A lot of speculations have been made regarding the impediments to the slow growth of GDP during 2011..
Let us now consider various factors which might help in the potential recovery of the GDP in the near future.
1) Decreasing House Debt
The crisis that started a few years ago was largely due to the housing bubble. The great news is that the debt has been reducing continuously and has now reached levels of 1980s and 90s. The burden of debt at present is not too high and will certainly not hamper growth to a large extent (Tilton, August 2011).
2) Cyclical Sectors set to recovery
Household and auto sector were one of the most severely hit sectors during recession. However these sectors are cyclic in nature and are expected to regain some of their lost vigour. This will certainly help in boosting the economy of the country. (Tilton, August 2011)
3) Relief in Gasoline Prices
Although gasoline prices have remained very high; the prediction is that we are likely to see some relief in this sector which might help growth a little. (Tilton, August 2011)
4) High Fiscal Deficit of federal government
The high deficit of the US government was one of the main reasons why USA lost its AAA rating recently. The federal government really needs to tighten its budget in order to control the fiscal deficit. However a drastic reduces in government spending may lead to a negative effect on the economy as it might further stifle the already low economic activity. The government has made some initiatives like introducing the new military retirement plan in order to reduce its liabilities but many more such initiatives need to be taken up.
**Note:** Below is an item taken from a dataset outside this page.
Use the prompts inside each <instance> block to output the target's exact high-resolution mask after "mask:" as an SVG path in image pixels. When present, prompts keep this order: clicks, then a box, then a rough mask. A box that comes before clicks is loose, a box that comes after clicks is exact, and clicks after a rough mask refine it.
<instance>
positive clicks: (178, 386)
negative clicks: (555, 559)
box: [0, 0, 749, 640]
This is the factor which will affect the economy most in the times to come. (Office of the management and Budget, 2011)
Taking althea above factors in to consideration; US GDP is not likely to rise very rapidly and we are not going to see an easy escape route from the current crisis. However the chances of recovery t present are much more than they were a year before.
Bibliography
Barro, R. J. (2008). Macroeconomics: A Modern Approach. USA: Cengage Learning.
Kuznets, S. (1934). National Income 1929-1932. 73rd US Congress , 2nd sessions, Senate document no 124 (p. 7). Washington DC: US Congress.
Office of the management and Budget. (2011). Analytical Perspectives: Budget ofthe US government , fiscal year2011. USA: Government Printing Office.
Sullivan, A. O. (2008). Urban Economics. USA: McGraw Hill.
Tilton, A. (August 2011). The Outlook for the US Economy. USA: Goldman Sachs.